DIE ZWEI SCHÜTZENDEN HÄNDE EINES SEHR BESORGTEN ZENSORS

GEWIDMET DER GANZ NORMALEN HEUCHELEI IM GESELLSCHAFTLICHEN UND PRIVATEN BEREICH

DIESE PLAKETTE WURDE INNERHALB DES MEDAILLENPROJEKTES 2009 DES MEDALLIC SCULPTURE STUDIO SOFIA, BULGARIEN, ENTWORFEN- EIN PROJECT VON PROF. B.NIKOLOV FÜR STUDIERENDE, LEHRENDE UND GASTKÜNSTLER (www.artmedal.net)

 

Ein Beispiel zur gesellschaftlichen Heuchelei:
BILD-BUNDESAUSGABE vom 30.Dezember 2010:

KOMMENTAR
Was für eine Heuchelei ! von JULIAN REICHELT
" Der deutsche Flughafenverband will Passagiere in "Risikogruppen " aufteilen und scharf kontrollieren- und schon schwappt Empörung übers Land. "Verfassungswidrig ! ", heißt es . SPD- Politiker beschwören gar das Nazi-Gespenst der "Selektion".

Was für eine Heuchelei !

Natürlich wissen wir genau, wer die größte Gefahr für den Luftverkehr darstellt. Das Profil : ...."

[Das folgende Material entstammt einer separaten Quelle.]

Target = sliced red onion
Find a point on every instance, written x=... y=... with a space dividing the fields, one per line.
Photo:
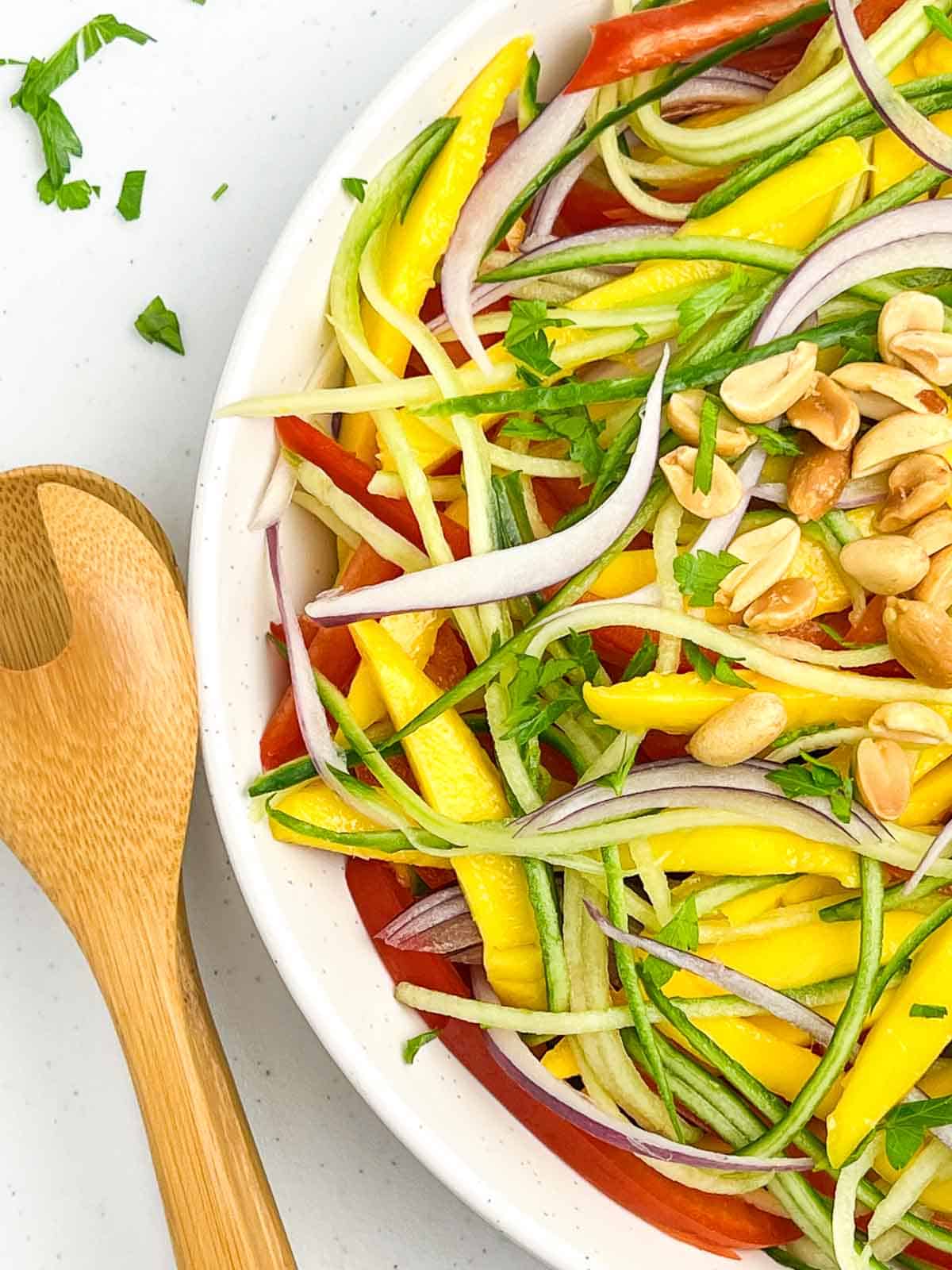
x=311 y=715
x=909 y=238
x=939 y=844
x=549 y=205
x=758 y=994
x=486 y=206
x=419 y=916
x=900 y=116
x=486 y=294
x=522 y=1067
x=277 y=495
x=514 y=571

Da dieses Profil jeder kennt, brauchen wir das in der Bild-Zeitung genau beschriebene Profil hier nicht zu zitieren. Damit folgen wir an dieser Stelle gleichzeitig dem in diesem Lande so "beliebten " Konzept der Politischen Korrektheit.- wir wollen hier keinen Mitbürger "ausgrenzen", "diffamieren" oder "pauschal verdächtigen" - nein, das wollen wir wirklich nicht.

Wir zitieren weiter:

Mit dem "Profiling " sorgen die Israelis seit Jahrzehnten für Sicherheit an Bord ihrer Flugzeuge. An deutschen Flughäfen herrscht hingegebn stumpfer Dienst nach Vorschrift: Kontrolleure werfen die Aftershave -Flaschen von 80-jährigen Großvätern in den Müll, akkurat gescheitelte Geschäftsreisende werden werden zweimal abtetastet , Müttern mit Babys extra durchsucht. Alles potenzielle Attentäter ? Man muss es sagen dürfen: Das ist Blödsinn!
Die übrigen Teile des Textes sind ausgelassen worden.